I spent most of Saturday in a field in Bath, seriously outnumbered by women. They were there to take part in the Race For Life, a nationwide event which raises money for cancer research. I was there to support my daughter Joie who was one of the runners, absolutely resplendent in her radioactively pink-dyed hair.
The event made me think a number of things, one of which was to do with the potency of cheap music. Before the women took to the track, they limbered up and the first song that was played for this purpose was Ernie K.Doe’s splendidly daft Here Come The Girls, best known as ‘that song in that Boots commercial’ to most folks.
It’s a song with no political message whatsoever that I can detect. Ernie just liked the girls and wanted us to know it.
Yet, as soon as that distinctive horn riff started blasting out across the field, it became an anthem. Several thousand women leapt up, screamed and yelled and worked out and sweated profusely in celebration of themselves and their ability to change things.
It became a celebration of sisterhood, of compassion, of achievement – and the feelgood vibes that flowed out of that field literally brought a lump to my throat and tears to my eyes.
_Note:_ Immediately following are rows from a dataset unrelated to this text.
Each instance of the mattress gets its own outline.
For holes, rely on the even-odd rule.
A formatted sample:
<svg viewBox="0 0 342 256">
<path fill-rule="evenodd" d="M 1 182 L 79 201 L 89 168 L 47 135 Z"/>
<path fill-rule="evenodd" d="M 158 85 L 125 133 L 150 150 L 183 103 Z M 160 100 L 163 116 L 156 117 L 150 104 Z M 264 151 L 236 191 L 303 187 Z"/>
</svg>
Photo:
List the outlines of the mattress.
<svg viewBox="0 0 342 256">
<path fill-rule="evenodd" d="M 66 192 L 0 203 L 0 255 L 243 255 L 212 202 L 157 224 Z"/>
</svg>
I suddenly realised that if we had a government that was half as decent as the ordinary people of this country, we could achieve miracles. These women gave their time, their effort and their energy for nothing other than to help cancer sufferers. And their rabble-rousing motivational theme tune was Here Come The Girls.
In that moment, it became as significant and meaningful a song as Blowing In The Wind or Imagine, and all the more powerful because it was the women themselves who invested it with meaning.
Ernie, I thank you. Ladies, I salute you.